Pour rester dans une ambiance joyeuse, le déjeuner-buffet était précédé d’un mini-concert de chanteurs du cru, les Weepers Circus.

Prospectives

L’après-midi, le forum de l’ADBDP présentait quelques partenaires de l’association. D’abord Cécile Queffélec, responsable de l’Observatoire de la Lecture Publique au SLL, puis Céline Adnet, responsable de la formation initiale des conservateurs territoriaux à l’INET. Cécile Avalonne (BDP du Val-d’Oise) présentait une étude d’impact réalisée sur treize bibliothèques représentatives de son département, intitulée « La bibliothèque vaut-elle le coût ? » 8. Le forum se poursuivait par la présentation des groupes de travail de l’ADBDP – évaluation, par Dominique Delanoue (BDP de la Drôme), action culturelle par Marjorie Troupenat (BDP du Maine-et-Loire) – et du séminaire biblio-droit par Xavier Couteau (BDP d’Eure-et-Loir).

La deuxième partie de l’après-midi était consacrée à l’assemblée générale extraordinaire de l’ADBDP pour les membres, les autres congressistes étant invités à visiter le Parlement européen ou la bibliothèque Malraux de Strasbourg.

Fidèle à leur tradition, ces journées de l’ADBDP comportaient une soirée biblio-festive sur le site de Truchtersheim de la BDBR : visite des locaux et présentation des activités par les personnels, spectacle de conteurs et food-truck à tartes flambées en constituaient le programme.

Apprendre demain

Moins originale dans sa forme que celle d’ouverture, la conférence de clôture, « Apprendre demain », était aussi brillante que passionnante.
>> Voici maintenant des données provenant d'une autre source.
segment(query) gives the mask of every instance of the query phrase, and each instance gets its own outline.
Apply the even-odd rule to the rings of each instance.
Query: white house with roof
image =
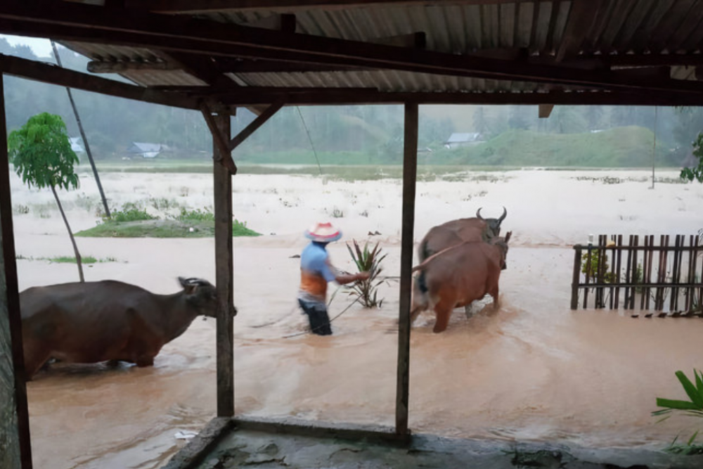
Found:
[[[130,153],[141,155],[144,158],[155,158],[159,153],[166,149],[166,146],[161,143],[149,143],[146,142],[134,141],[127,148]]]
[[[483,141],[478,132],[455,132],[444,142],[446,148],[458,148],[460,146],[475,145]]]
[[[83,145],[83,139],[80,137],[68,137],[68,141],[71,144],[71,150],[75,153],[86,153],[85,147]]]

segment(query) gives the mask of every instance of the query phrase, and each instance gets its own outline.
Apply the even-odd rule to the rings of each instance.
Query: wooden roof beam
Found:
[[[535,0],[537,1],[552,0]],[[205,13],[226,10],[341,9],[363,6],[413,5],[501,5],[516,0],[125,0],[128,8],[158,13]]]
[[[572,58],[581,51],[581,41],[593,25],[602,0],[572,0],[569,19],[557,51],[557,61]]]
[[[346,104],[524,104],[524,105],[701,105],[703,96],[681,95],[672,96],[661,92],[572,91],[553,90],[549,92],[465,93],[394,92],[371,88],[297,88],[242,87],[229,92],[209,95],[223,104],[233,106],[285,103],[285,105],[316,105]]]
[[[633,82],[610,72],[573,70],[356,41],[286,34],[260,28],[65,4],[36,10],[20,0],[0,4],[0,32],[64,40],[150,47],[207,56],[249,57],[404,70],[456,77],[551,83],[620,90],[703,94],[695,82]]]
[[[198,101],[188,96],[128,84],[19,57],[0,54],[0,72],[20,78],[117,98],[185,109],[198,109]]]

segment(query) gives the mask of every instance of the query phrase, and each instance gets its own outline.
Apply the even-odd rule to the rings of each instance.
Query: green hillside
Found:
[[[432,162],[507,166],[647,167],[654,134],[636,126],[583,134],[510,130],[474,146],[439,150]],[[657,166],[678,166],[668,148],[657,148]]]

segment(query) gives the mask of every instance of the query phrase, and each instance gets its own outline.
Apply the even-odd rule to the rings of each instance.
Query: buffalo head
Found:
[[[179,277],[179,282],[183,287],[186,301],[199,314],[217,317],[217,290],[215,286],[204,278]],[[237,314],[237,309],[231,307],[232,316]]]
[[[486,235],[489,238],[501,234],[501,223],[505,219],[507,215],[508,210],[505,207],[503,207],[503,214],[500,218],[484,218],[481,216],[481,208],[476,211],[476,218],[486,222]]]

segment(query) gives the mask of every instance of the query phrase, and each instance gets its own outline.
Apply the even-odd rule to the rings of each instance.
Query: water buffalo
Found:
[[[74,363],[122,360],[154,364],[165,344],[197,316],[214,317],[215,288],[179,277],[183,290],[157,295],[115,281],[62,283],[20,294],[27,377],[49,358]],[[236,314],[233,307],[232,314]]]
[[[500,218],[483,218],[481,209],[473,218],[460,218],[434,226],[425,235],[418,248],[418,257],[422,262],[433,254],[465,241],[488,241],[501,234],[501,223],[508,215],[503,207]]]
[[[484,241],[467,241],[434,254],[413,268],[420,271],[413,281],[411,321],[423,311],[433,309],[435,333],[446,329],[452,310],[467,307],[486,294],[498,307],[498,279],[508,254],[508,242],[495,237]]]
Richard-Emmanuel Eastes – docteur en sciences de l'éducation et en philosophie, agrégé de chimie, pédagogue pluridisciplinaire, chercheur, médiateur scientifique, entrepreneur, chroniqueur et essayiste – a démontré qu’on apprenait « seul, mais pas tout seul ». Il a présenté les quatre compétences clés pour l’avenir : la créativité, la pensée dans un monde complexe, la collaboration et la pensée critique. Il a insisté sur le besoin de clés de décodage et de démystification, ce qui n’est pas sans rappeler l’attachement des bibliothécaires à la recherche des sources et à l’évaluation de leur pertinence.

L’ADBDP n’est plus, vive l’ABD

Ces journées se sont achevées par une séquence intitulée « L’ADBDP en route vers le futur… : le nouveau visage de votre association ». Plusieurs révélations, qui avaient été esquissées lors de l’ouverture des journées, ont été confirmées. Pour son trentième anniversaire 9, qui n’a d’ailleurs pas fait l’objet d’une célébration particulière, l’ADBDP n’est plus ! Désormais ouverte à tous les personnels des BDP, après avoir déjà été élargie aux directeurs-adjoints il y a quelques années, elle devient l’Association des Bibliothécaires Départementaux (ABD), en attendant de trouver une autre dénomination. Sa gouvernance évolue également, la fonction exécutive n’étant plus assurée par un président mais par deux à quatre co-présidents, les deux premiers élus étant les actuels vice-présidents. Faut-il y voir un désir d’action plus collective ou une solution pragmatique face à la difficulté de trouver des directeurs de bibliothèques acceptant de cumuler cette charge avec la leur ? Sans doute un peu des deux.